The 372-page U.N. Commission of Inquiry report detailed wide-ranging abuses in North Korea, including the use of prison camps, systematic torture, starvation and killings comparable to Nazi-era atrocities.
North Korea's delegation organised a rare open meeting at U.N. headquarters in New York, inviting national delegates and reporters to attend.

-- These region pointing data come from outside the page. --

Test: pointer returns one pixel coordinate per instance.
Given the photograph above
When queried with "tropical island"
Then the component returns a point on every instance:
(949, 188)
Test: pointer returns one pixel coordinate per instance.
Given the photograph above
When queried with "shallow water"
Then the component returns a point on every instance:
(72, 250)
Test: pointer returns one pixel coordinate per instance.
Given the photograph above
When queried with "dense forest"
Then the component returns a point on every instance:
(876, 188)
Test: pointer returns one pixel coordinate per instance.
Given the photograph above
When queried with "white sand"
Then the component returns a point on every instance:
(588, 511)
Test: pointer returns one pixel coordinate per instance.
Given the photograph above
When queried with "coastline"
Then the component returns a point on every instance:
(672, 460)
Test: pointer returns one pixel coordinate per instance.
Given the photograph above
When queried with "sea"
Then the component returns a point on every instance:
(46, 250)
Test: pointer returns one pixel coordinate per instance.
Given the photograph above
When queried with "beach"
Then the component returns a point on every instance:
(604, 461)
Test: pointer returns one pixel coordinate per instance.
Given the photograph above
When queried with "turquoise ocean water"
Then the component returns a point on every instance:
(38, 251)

The meeting in a U.N. conference room was packed with diplomats and journalists.
North Korean diplomat Choe Myong Nam, who represents the North Korean Association for Human Rights Studies, explained to the meeting that while there may be an occasional hiccup in his country's human rights record, Pyongyang is on the right path.
"As we are a transition society, as we move forward, there might be some problems, for example in the economic and other areas, we may need to establish more houses and social facilities in order to provide people with better living conditions," Choe said.

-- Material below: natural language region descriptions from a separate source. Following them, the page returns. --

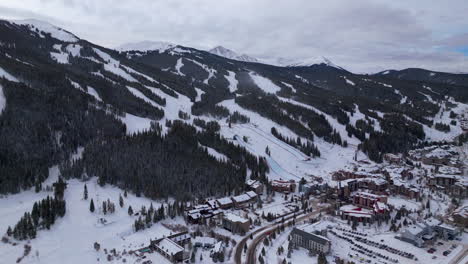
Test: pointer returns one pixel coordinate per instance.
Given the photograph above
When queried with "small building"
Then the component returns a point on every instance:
(442, 180)
(356, 214)
(241, 200)
(426, 233)
(169, 249)
(368, 200)
(311, 239)
(405, 189)
(460, 216)
(459, 189)
(225, 203)
(283, 186)
(236, 224)
(199, 213)
(393, 158)
(181, 238)
(255, 186)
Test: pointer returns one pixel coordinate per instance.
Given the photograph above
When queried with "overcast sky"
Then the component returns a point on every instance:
(360, 35)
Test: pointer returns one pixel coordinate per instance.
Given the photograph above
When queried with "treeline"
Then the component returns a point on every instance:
(362, 127)
(307, 148)
(43, 215)
(293, 117)
(442, 127)
(150, 216)
(398, 135)
(38, 128)
(238, 118)
(173, 165)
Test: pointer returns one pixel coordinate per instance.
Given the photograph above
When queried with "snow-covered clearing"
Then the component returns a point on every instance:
(231, 77)
(265, 84)
(135, 123)
(7, 76)
(139, 73)
(71, 238)
(302, 79)
(290, 86)
(2, 100)
(179, 65)
(140, 95)
(173, 105)
(54, 31)
(200, 92)
(214, 153)
(209, 70)
(340, 128)
(94, 93)
(112, 65)
(399, 202)
(285, 162)
(348, 81)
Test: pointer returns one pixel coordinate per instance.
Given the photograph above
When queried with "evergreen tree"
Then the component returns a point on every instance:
(91, 206)
(130, 210)
(85, 192)
(120, 201)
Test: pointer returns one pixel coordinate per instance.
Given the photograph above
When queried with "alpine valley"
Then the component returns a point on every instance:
(106, 154)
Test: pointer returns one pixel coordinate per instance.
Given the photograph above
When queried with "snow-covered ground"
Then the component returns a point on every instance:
(46, 27)
(287, 162)
(265, 84)
(71, 238)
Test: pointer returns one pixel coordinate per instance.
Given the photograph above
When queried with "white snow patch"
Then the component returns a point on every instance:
(263, 83)
(7, 76)
(2, 100)
(173, 105)
(136, 124)
(71, 238)
(302, 79)
(179, 65)
(231, 77)
(140, 95)
(94, 93)
(290, 86)
(54, 31)
(349, 81)
(199, 94)
(112, 65)
(160, 46)
(214, 153)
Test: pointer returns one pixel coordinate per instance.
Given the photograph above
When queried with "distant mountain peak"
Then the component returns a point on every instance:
(230, 54)
(146, 45)
(313, 61)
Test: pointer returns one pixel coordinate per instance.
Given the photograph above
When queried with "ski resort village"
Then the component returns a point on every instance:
(156, 153)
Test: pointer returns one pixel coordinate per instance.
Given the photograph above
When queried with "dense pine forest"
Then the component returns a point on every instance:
(159, 166)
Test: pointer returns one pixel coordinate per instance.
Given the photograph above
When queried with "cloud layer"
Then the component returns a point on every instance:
(361, 35)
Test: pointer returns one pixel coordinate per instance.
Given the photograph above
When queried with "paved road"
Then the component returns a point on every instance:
(252, 249)
(459, 258)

"That's why in our constitution there is a provision that stipulates that after society develops, the enjoyment by the people of the human rights and fundamental freedoms will extend further," he added.
Choe said economic problems were also the fault of "external forces," an apparent reference to international sanctions against North Korea over its multiple nuclear weapons tests and ballistic missile launches.
A summary of the North Korean response to the U.N. report said "the hostile forces are persistently peddling the 'human rights issue' in the DPRK (North Korea) in a bid to tarnish its image and bring down the social system and ideology chosen by the Korean people.
"Wild rumours and fictions about the DPRK are afloat in the international community due to the hostile forces' despicable human rights racket to slander and hurt the DPRK," it added.
Choe also reiterated Pyongyang's previous statements that there are no prison camps in North Korea.
"We have time and again in the past stated about these so-called prison camps ...that there is no prison camps in the DPRK," he said. "In practice there's no things like that."
Choe acknowledged that North Korea does have "detention centres, where people improve their mentality and look back on their wrongdoings and they're reformed through labour."
He also complained about plans for a new U.N. General Assembly resolution criticizing North Korea's human rights record this year, an annual ritual also faced by Iran, Myanmar and Syria.
This year's resolution on North Korea, diplomats say, is expected to reflect the findings in the U.N. inquiry report.
The draft resolution, which Choe said is traditionally drafted by the European Union and Japan, will be discussed by the General Assembly's Third Committee, which focuses on human rights, in the coming weeks.